People say to me: “Oh it’s okay, you can still do your part time job from home, that’s a good thing!”, “It’ll be over in no time!”, “Take an online class it’ll help pass the time.”
I have no difficulty passing the time. The problem is actually that time is passing me by. My problem is that I have spent my entire life trying to pack as much as possible in to as little time as possible, trying to accomplish five lifetimes worth of living into one lifetime, trying to beat the clock and do things faster, better, more impressively than everyone else. My problem is accepting the idea that this is actually what life is. Ups and downs. Starts and stops.

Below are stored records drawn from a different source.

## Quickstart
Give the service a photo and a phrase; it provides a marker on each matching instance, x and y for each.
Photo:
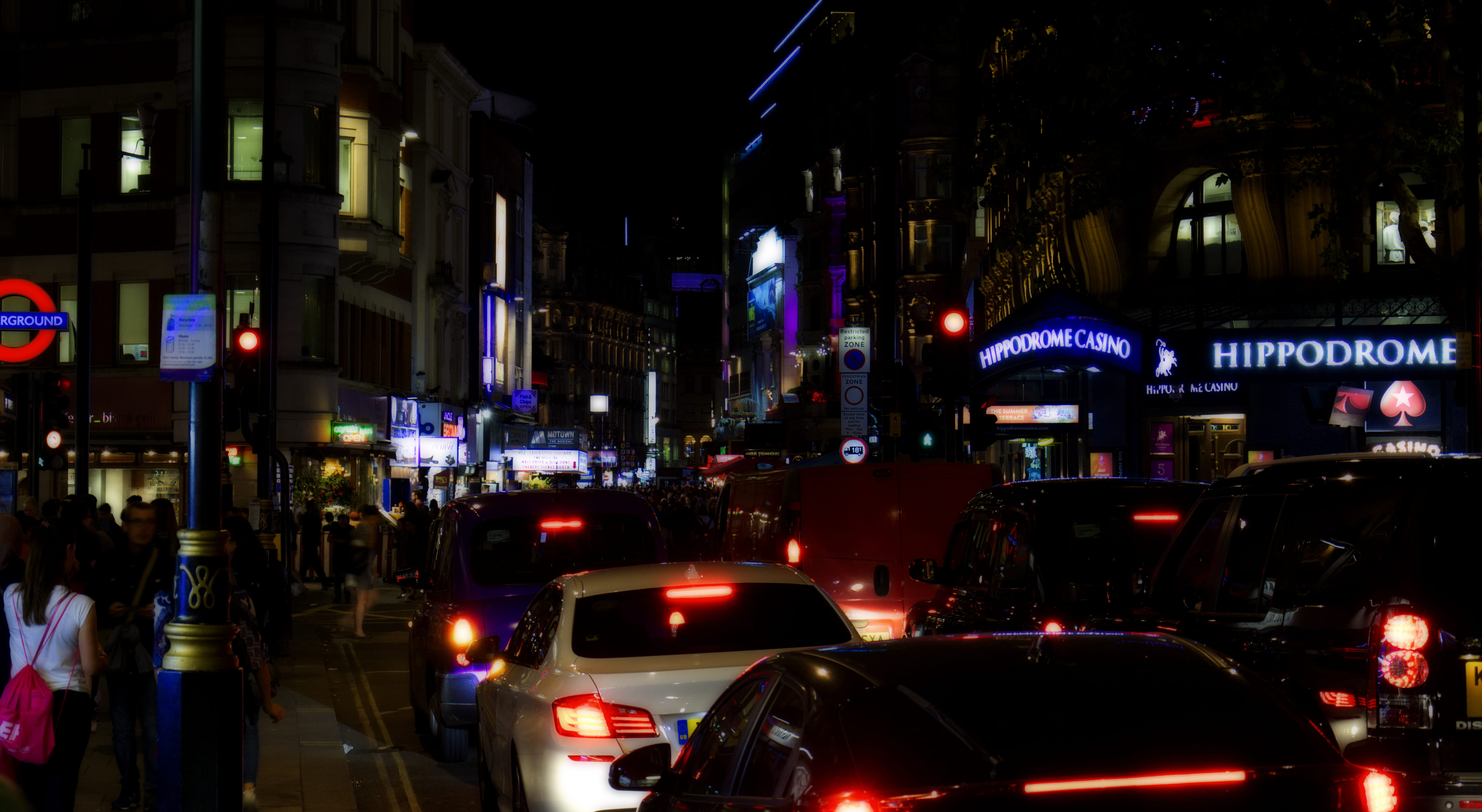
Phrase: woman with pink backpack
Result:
(54, 648)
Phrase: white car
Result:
(608, 662)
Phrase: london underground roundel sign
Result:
(45, 324)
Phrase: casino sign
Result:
(45, 321)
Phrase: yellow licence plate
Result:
(1474, 687)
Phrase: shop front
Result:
(1219, 399)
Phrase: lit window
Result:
(134, 174)
(1207, 236)
(75, 134)
(1386, 232)
(134, 321)
(244, 140)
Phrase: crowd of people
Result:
(85, 602)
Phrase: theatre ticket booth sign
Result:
(45, 321)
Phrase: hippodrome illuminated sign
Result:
(1331, 353)
(1053, 340)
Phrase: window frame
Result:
(1194, 210)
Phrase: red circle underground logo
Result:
(45, 321)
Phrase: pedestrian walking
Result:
(310, 528)
(128, 580)
(340, 533)
(55, 632)
(362, 564)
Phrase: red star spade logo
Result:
(1403, 401)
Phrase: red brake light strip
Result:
(1136, 782)
(719, 590)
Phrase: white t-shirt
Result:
(60, 657)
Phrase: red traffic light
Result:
(248, 340)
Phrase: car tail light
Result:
(1407, 632)
(1177, 780)
(719, 590)
(1400, 670)
(588, 716)
(1379, 793)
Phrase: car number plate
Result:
(1474, 675)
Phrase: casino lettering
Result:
(1047, 340)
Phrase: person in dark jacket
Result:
(127, 582)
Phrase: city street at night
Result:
(444, 405)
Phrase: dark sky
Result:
(636, 103)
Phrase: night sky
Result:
(636, 103)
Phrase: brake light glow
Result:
(463, 633)
(1404, 669)
(1379, 793)
(1137, 782)
(719, 590)
(588, 716)
(1407, 632)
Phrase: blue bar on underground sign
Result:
(33, 321)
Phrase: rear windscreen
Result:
(536, 549)
(659, 622)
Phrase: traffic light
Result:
(948, 355)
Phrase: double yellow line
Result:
(376, 725)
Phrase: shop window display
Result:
(1207, 235)
(1388, 241)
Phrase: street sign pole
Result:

My problem is forgiving myself and believing that three months, six, months, or a year of not A-C-H-I-E-V-I-N-G isn’t the end of the world. My problem is truly believing and accepting that I am still worth time, space, and love even if I am doing nothing more than bending my knee 150 times a day, eating and sleeping. My problem is accepting the idea that my self worth doesn’t depend entirely on my accomplishments. My problem is fighting that voice in my head that tells me five times a day “You will be forgotten. You are worthless. Give up.”
My problem is not my knee. My problem is my brain. My problem is the knot that I’ve tied between my identity and my accomplishments. My problem is trying to undo a knot that has been tightening for over twenty five years. My problem is my fear that I will be forgotten. My problem is accepting that even if I am forgotten, that my life is still worth living. My problem is acknowledging the idea that it’s possible to start again after stopping. My problem is allowing myself to stop without feeling like I no longer deserve to live.
I don’t know how to solve this problem. Maybe there is no solving this problem. Maybe the solution is to just face my worst fear and see what’s on the other side. Whether it’s starting over, doing something new, or picking up exactly where I left off. A solution I hate, but the only solution available right now.
And so I reluctantly say, “See you in three months, or six months, or a year, when I may not have a career, self esteem, or a plan, but I will have a working knee. See you then.” because I need to go bend my knee 50 times before I go to sleep.